道路位置指定とは、建築基準法第42条第1項第5号に基づき、土地所有者が築造する私道について、特定行政庁が建築基準法上の道路として位置を指定する手続をいい、指定を受けた道路を位置指定道路という。
建物の敷地は建築基準法上の道路に2メートル以上接していなければならない(接道義務)が、奥まった土地は既存の道路に接していないことがある。道路位置指定は、土地を分割して宅地分譲する際などに、自ら基準を満たす私道を造り、それを建築基準法上の道路として認めてもらう手続である。
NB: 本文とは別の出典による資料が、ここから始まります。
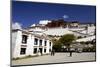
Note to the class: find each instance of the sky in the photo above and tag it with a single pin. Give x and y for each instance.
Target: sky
(28, 13)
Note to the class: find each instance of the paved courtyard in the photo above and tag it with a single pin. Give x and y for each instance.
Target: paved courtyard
(59, 57)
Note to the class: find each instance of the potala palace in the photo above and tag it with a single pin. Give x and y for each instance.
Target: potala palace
(37, 38)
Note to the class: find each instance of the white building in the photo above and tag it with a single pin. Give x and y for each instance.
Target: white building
(25, 43)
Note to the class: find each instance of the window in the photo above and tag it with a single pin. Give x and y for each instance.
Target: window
(44, 50)
(45, 43)
(40, 42)
(35, 41)
(49, 50)
(35, 50)
(23, 51)
(50, 43)
(24, 39)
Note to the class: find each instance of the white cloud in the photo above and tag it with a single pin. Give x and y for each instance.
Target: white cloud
(44, 21)
(65, 16)
(16, 25)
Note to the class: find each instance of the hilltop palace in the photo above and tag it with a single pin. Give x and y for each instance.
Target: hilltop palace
(37, 39)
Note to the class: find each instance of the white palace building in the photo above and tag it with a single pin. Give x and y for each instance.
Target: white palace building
(25, 43)
(35, 40)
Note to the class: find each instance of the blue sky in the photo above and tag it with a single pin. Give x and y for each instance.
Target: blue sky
(27, 13)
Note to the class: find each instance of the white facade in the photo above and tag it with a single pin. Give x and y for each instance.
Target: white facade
(25, 43)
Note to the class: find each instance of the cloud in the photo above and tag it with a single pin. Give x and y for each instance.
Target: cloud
(16, 25)
(65, 16)
(44, 21)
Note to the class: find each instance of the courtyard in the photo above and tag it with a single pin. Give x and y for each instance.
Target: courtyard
(57, 58)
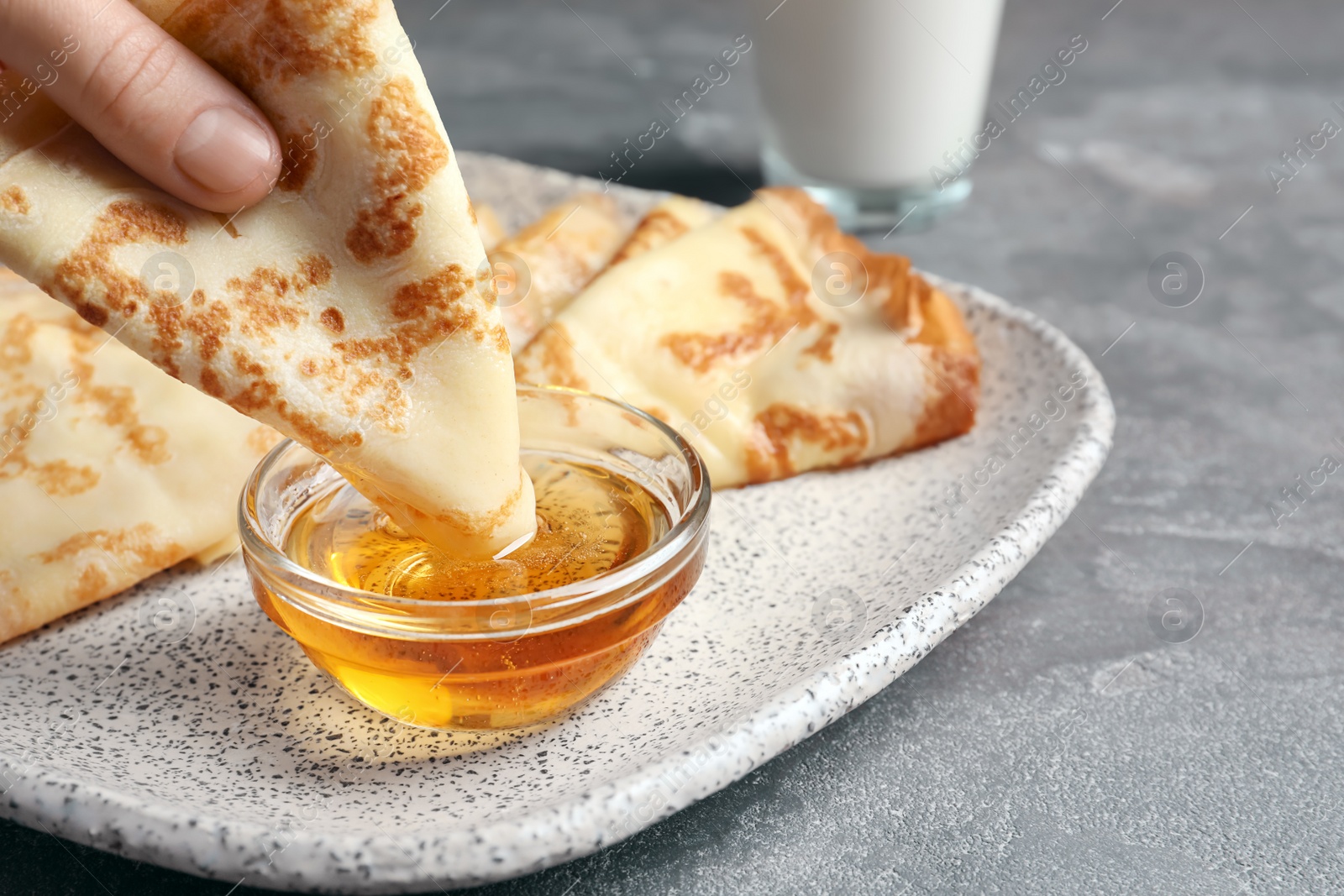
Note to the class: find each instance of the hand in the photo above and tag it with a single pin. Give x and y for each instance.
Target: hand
(145, 97)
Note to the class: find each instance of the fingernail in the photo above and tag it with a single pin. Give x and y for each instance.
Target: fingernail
(223, 149)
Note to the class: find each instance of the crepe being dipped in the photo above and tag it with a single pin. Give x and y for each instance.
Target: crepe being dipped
(353, 309)
(118, 469)
(722, 332)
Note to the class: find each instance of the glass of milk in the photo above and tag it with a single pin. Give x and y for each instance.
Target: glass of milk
(871, 105)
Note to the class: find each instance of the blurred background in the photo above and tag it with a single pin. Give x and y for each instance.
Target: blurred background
(1054, 745)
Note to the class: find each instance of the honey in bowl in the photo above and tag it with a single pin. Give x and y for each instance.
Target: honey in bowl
(441, 642)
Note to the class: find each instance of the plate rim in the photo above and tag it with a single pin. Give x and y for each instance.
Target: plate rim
(172, 836)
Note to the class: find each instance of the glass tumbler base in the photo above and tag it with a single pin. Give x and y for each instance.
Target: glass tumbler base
(911, 208)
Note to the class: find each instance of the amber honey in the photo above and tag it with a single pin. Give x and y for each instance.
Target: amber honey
(510, 660)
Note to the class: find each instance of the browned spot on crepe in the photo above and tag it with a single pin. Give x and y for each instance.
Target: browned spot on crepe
(262, 439)
(823, 348)
(333, 320)
(410, 154)
(766, 324)
(91, 282)
(268, 297)
(60, 479)
(779, 425)
(557, 359)
(116, 406)
(17, 343)
(15, 202)
(286, 39)
(429, 312)
(140, 546)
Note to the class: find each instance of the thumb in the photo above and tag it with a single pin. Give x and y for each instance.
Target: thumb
(145, 97)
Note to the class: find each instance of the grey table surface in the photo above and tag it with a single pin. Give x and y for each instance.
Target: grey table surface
(1055, 745)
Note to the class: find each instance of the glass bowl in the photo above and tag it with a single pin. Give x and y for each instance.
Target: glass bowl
(496, 663)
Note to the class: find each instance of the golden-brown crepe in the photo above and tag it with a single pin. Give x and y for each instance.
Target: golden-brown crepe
(723, 335)
(353, 309)
(109, 469)
(541, 268)
(667, 221)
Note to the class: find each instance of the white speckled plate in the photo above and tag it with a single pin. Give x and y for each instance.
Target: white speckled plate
(214, 747)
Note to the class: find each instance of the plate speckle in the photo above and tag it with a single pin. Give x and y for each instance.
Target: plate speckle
(176, 725)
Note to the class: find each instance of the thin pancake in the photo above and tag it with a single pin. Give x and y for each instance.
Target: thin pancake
(118, 469)
(353, 309)
(722, 333)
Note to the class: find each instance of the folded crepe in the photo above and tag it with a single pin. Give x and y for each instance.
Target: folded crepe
(723, 333)
(353, 309)
(541, 268)
(111, 469)
(667, 221)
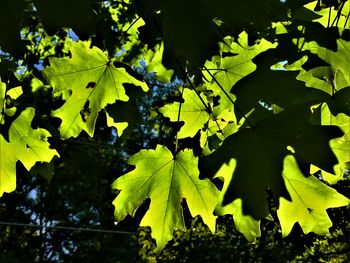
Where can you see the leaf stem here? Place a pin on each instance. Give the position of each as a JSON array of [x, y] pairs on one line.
[[228, 96]]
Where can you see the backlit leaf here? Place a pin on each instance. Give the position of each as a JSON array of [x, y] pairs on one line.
[[94, 82], [309, 200], [166, 180]]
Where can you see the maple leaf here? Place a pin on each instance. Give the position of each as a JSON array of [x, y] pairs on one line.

指定を受けると、その私道に接する敷地は接道義務を満たし、建築確認を受けられるようになる。私道とはいえ建築基準法上の道路となるため、原則として廃止や変更が制限され、関係者の利害に関わる。指定の要件として、幅員4メートル以上、両端が他の道路に接続するか袋路状なら一定の延長以内であることなどが定められ、隅切りの確保も求められる。ミニ開発や旗竿地の宅地化で頻繁に登場し、後の建て替えやトラブルの起点にもなる。
接道義務との関係と私道としての制約
道路位置指定の最大の意義は、接道義務を満たせない土地に建築の道を開くことにある。建築基準法上の道路には、国道・都道府県道・市町村道のような公道のほか、私人が築造して位置指定を受けた位置指定道路が含まれる。指定を受けた私道は、所有権は私人に残るが、建築基準法上は道路として扱われるため、その上に建物を建てたり勝手に廃止したりすることはできない。廃止・変更は特定行政庁の手続を要し、接する敷地が接道義務を満たせなくなる場合は認められない。このため、位置指定道路の所有者が複数の権利者にまたがると、補修や通行をめぐる紛争が生じやすく、宅地購入時には道路の権利関係と維持管理の取り決めの確認が重要になる。